Dans la course à l’attractivité, le CIR apparaît comme le joker de l’innovation. Sans cette niche fiscale, les statistiques indiquent que la France serait le deuxième pays le plus cher au monde pour le coût de sa recherche, après les États-Unis. Selon l’Anrt, le CIR seul générerait près de 1 300 embauches de docteurs chaque année sur notre sol. « L’effet positif sur l’emploi scientifique dans les entreprises présentes sur le territoire français est indiscutable », indique-t-elle.

L’effet positif sur l’emploi scientifique dans les entreprises présentes sur le territoire français est indiscutable.

En 2015, Intel inaugurait un centre R&D en Essonne, vantant lors de l’ouverture « l’environnement favorable en France en matière d’innovations technologiques ». En juillet, la firme américaine a pourtant décidé de supprimer 80% de son personnel en France, sur ses antennes de Sophia Antipolis à Toulouse, pour un total de 750 emplois. De même, Sanofi a supprimé un total de 2 000 emplois sur l’Hexagone ces dernières années dans sa R&D. Ces va-et-vient ont des coûts, si l’on retient qu’Intel a bénéficié d’un abattement de 28,5 millions d’euros entre 2010 et 2015 et Sanofi de 125 à 130 millions d’euros par an.

Même si l’on suppose à raison du succès de l’attractivité tricolore, il devient dès lors difficile d’estimer les gains en R&D. La Cour des comptes elle-même justifie mal son existence, et note qu’entre 2008 et 2011, le montant du CIR a été multiplié par plus de trois alors que les dépenses en R&D des entreprises privées n’ont pas progressé, et que les emplois ont même diminué de 11%. Et entre 2011 et 2015, malgré l’augmentation des projets R&D étrangers en France, passés de 40 à 70, le nombre d’emplois des chercheurs sur le territoire progresse encore faiblement, autour de 1 400 nouveaux postes par an.

Relancer la recherche publique ?

On ne peut que se féliciter des annonces telles que celle de Salesforces, qui mi-septembre annonçait que 100 000 emplois seraient créés en France, à l’issue des retombées économiques dues à la forte croissance du groupe. Cependant, une certaine prudence ne serait pas de trop pour les pouvoirs publics, car le problème n’est peut être pas que financier.

Une commission d’enquête du Sénat a entrepris de regarder de près le rapport de la Cour des Comptes l’an dernier, mais le projet n’a pas abouti.

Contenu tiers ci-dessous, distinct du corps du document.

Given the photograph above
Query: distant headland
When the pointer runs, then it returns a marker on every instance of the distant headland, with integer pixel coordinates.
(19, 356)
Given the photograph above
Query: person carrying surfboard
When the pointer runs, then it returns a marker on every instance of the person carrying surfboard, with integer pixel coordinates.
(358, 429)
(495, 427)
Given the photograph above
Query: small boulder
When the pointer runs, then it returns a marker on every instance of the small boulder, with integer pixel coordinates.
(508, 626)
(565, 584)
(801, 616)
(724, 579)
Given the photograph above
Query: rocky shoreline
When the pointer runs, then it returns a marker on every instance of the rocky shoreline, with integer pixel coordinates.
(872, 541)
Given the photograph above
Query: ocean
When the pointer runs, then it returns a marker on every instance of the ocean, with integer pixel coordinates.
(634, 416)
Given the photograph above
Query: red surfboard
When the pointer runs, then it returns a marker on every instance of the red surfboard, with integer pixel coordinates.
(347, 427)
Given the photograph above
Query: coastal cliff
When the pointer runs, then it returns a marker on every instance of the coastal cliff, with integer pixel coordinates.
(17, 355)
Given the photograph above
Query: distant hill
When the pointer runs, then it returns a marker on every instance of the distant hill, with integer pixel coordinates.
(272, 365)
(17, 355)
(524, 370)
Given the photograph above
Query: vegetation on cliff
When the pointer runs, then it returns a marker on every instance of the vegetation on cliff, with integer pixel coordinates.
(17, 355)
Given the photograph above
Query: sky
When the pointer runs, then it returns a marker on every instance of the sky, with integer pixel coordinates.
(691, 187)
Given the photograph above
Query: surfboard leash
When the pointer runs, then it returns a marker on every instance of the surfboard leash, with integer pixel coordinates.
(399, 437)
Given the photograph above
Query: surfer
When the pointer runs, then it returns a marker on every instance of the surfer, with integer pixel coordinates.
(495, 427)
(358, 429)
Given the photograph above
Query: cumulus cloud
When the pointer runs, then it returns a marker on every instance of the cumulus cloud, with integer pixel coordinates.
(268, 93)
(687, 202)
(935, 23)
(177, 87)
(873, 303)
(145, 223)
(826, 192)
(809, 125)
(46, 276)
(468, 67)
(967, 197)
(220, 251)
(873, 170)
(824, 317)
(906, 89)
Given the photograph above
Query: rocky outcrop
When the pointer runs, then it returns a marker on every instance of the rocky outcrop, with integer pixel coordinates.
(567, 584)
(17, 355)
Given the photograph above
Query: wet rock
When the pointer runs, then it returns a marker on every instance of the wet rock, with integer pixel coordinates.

Le CNRS notait pour sa part en 2014 une chute du recrutement dans les organismes de recherche et du financement de la recherche publique. Pour le Conseil, le financement de la recherche ne cesse de baisser en Hexagone, un paradoxe si l’on considère le dynamisme de la Tech française. « Si les jeunes se détournent de ces apprentissages et de ces carrières [scientifiques], c’est l’ensemble du système français de recherche qu’on aura mis à mal, et avec lui les perspectives d’innovation, d’emploi, mais aussi d’influence de notre pays dans le moyen terme », alerte-t-il.